Ook in 2023 hebben Nederlandse bedrijven voldaan aan de jaarverplichting om 18,9% hernieuwbare energie te leveren aan de Nederlandse vervoersector. Nagenoeg alle brandstofleveranciers behaalden hun individuele jaarverplichting. Het aandeel hernieuwbare energie in 2023 was 17,5% van het totaal aan geleverde benzine en diesel aan vervoer in Nederland. Door gebruik te maken van gespaarde hernieuwbare brandstofeenheden (HBE’s) uit 2022 werd alsnog voldaan aan de jaarverplichting voor 2023. Hierdoor kon de jaarafsluiting hernieuwbare energie voor vervoer ook in 2023 positief worden afgerond.
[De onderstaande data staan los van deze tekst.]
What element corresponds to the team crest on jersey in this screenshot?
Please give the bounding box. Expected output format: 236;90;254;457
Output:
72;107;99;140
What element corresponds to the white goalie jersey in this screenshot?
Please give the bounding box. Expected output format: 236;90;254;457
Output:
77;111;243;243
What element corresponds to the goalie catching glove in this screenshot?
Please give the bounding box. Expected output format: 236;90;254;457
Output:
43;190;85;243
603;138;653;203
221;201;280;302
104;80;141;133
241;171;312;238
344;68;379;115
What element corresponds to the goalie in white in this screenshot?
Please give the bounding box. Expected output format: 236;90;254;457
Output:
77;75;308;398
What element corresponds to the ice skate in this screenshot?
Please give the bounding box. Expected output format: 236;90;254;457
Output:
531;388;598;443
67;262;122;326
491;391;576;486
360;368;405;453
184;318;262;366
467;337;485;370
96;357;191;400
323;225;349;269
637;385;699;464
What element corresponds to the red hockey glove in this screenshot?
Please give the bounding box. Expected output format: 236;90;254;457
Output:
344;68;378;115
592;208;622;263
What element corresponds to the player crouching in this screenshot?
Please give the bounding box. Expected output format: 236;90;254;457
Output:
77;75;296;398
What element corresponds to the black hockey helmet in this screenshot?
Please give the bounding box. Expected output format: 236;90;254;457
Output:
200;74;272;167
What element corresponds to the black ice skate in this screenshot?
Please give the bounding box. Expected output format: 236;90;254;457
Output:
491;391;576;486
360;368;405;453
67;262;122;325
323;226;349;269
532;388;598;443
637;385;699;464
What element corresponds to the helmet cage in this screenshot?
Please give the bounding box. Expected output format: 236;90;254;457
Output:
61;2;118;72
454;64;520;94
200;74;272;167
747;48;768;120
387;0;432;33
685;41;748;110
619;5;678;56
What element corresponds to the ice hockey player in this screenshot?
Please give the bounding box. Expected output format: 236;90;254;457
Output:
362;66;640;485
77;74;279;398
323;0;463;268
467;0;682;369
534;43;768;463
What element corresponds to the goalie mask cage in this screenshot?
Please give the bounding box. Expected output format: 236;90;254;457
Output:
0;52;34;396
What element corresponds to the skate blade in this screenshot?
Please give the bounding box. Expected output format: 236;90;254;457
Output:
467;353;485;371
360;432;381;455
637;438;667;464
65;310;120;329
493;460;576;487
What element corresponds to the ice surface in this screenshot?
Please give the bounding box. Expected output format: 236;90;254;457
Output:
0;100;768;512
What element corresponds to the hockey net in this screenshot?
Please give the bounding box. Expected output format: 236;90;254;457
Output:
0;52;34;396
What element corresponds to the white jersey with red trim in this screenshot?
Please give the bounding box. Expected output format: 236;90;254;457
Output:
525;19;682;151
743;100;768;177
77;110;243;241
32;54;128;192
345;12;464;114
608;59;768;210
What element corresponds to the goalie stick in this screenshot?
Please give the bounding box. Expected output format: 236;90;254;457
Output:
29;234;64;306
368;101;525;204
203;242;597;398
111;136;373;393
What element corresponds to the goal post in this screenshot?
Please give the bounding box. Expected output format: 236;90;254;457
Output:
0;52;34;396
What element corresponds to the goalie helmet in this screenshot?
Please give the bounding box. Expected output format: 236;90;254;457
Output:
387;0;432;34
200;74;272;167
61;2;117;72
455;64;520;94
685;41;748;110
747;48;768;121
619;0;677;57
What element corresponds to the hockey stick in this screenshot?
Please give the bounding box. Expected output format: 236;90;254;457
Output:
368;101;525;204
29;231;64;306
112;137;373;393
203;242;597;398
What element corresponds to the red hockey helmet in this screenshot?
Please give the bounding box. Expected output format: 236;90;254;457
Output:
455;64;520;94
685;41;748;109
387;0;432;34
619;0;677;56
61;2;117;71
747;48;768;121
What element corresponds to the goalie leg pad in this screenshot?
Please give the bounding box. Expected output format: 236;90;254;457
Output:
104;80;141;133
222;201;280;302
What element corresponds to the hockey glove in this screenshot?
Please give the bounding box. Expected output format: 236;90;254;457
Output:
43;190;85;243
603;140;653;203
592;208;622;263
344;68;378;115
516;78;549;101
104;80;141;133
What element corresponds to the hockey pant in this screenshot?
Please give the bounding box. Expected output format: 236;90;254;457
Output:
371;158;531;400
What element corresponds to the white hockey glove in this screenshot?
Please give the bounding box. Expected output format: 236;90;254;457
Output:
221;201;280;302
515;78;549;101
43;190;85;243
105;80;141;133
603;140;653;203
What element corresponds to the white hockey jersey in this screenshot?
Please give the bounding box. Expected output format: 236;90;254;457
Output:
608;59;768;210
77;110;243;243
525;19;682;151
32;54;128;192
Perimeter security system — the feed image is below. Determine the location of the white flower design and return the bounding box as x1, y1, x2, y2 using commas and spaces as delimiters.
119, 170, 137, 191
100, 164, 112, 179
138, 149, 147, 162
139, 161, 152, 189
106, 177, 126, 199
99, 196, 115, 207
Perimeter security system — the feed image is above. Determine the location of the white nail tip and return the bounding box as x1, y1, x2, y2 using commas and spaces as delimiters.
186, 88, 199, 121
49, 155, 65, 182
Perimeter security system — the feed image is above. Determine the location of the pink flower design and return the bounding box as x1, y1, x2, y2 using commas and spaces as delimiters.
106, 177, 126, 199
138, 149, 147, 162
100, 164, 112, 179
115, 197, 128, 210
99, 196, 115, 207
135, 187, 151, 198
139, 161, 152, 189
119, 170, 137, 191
Dankzij de jaarverplichting leveren brandstofleveranciers jaarlijks een steeds groter aandeel hernieuwbare brandstoffen, waardoor het aandeel fossiele brandstoffen vermindert. Dit draagt bij aan het terugdringen van de uitstoot van broeikasgassen door vervoer in Nederland. In 2023 werd door het aandeel hernieuwbare energie in vervoer een gemiddelde CO2-emissiereductie van 6,6% bereikt, wat hoger is dan de doelstelling van 6%.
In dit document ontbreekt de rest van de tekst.